Is delivering back to the grid economical in California? Where I'm from people disconnect solar panels on sunny days because it costs them money to return to the grid.


I'm on NEM2.0 so I can generate more than I use at peak hours and push into the grid for higher credit value than I consume overnight to charge my car.

Still, I don't see the value proposition for batteries on NEM2.

If I wasn't using _any_ electricity at my house, and I could 100% charge the batteries off-peak and push the power back to the grid at peak, I'd only be arbitraging like 5-10c/kWh * 15kWh per pack.

So, $1.50 per day, per pack. Unless I'm totally thinking about this wrong. The spread between peak and off-peak rates is just too small.


PG&E does net metering, but even at a sub 1:1 rate past your net usage it does not make sense that it costs more to send energy back to the grid


My provider wasn't PG&E, and I don't know if they do the same, but there's a fixed $30/mo service fee for connecting to the grid, regardless of how little power is used, even if its negative.


The worst that happens is you get paid back at the wholesale rate (from your bill, not live market price) instead of discounting kwh-per-kwh.


But is that rate always positive? Where I'm from during peak sun hours, the rate is negative and you end up paying money to deliver money to the grid. They do this to incentivise you to decouple your solar installation during peak sun hours so the net doesn't get flooded with too much energy.


In CA it can be 0 but not negative.

Depending on when you signed up for NEM you may have a guaranteed floor like 4¢/kWh or even much more.


The $30+ minimum on my bill was from a service fee, for connecting to the grid regardless of how little power was used.


Yes, you asked about California. I assume you are not in California.


Is the disconnect automatic? what happens when you're not connected to the grid but battery is full?

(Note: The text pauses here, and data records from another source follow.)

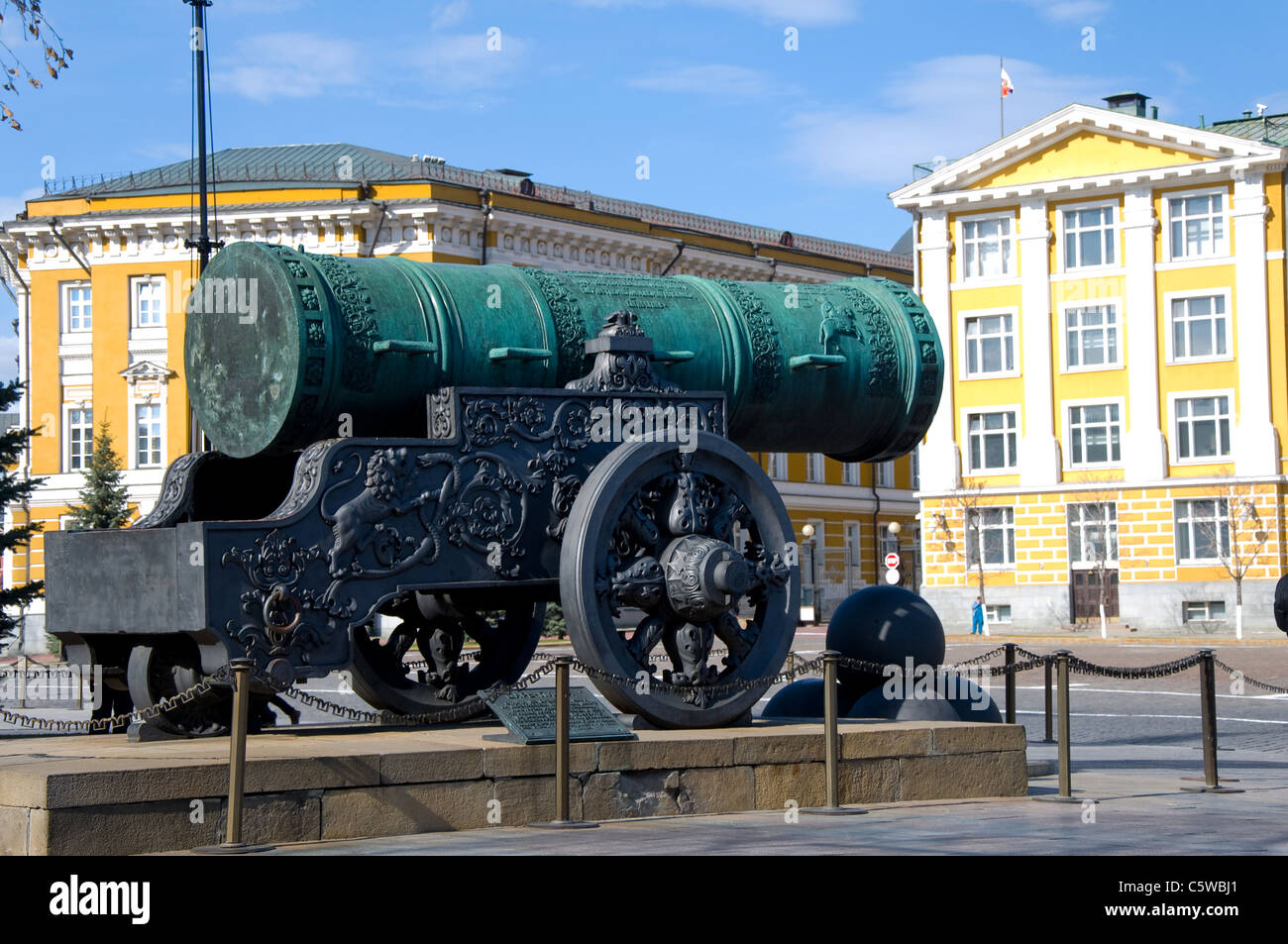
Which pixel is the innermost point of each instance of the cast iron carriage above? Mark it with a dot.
(455, 447)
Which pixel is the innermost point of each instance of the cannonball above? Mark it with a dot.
(887, 625)
(944, 698)
(803, 698)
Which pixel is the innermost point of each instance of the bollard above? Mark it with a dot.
(831, 743)
(237, 763)
(1207, 699)
(1010, 682)
(563, 763)
(1048, 738)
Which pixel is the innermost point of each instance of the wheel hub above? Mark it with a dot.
(704, 576)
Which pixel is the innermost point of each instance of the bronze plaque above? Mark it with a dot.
(529, 713)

This is for solar only installations. People are advised to flip the breaker of their solar installation when energy prices are negative as it would cost them money if they deliver electricity to the grid. This helps to reduce strain on the grid.


It probably means that you would contribute less than cost of maintaining your grid connection ($30/mo)


Unfortunately no urban places allow you to remove from the grid.


California doesn't require households to get power service, but pretty much everywhere where trash service is available, it's required.


The reason is that California has made their grid extremely vulnerable. The grid already heavily overproduces solar so it is reasonable to have negative prices. There is no sink available.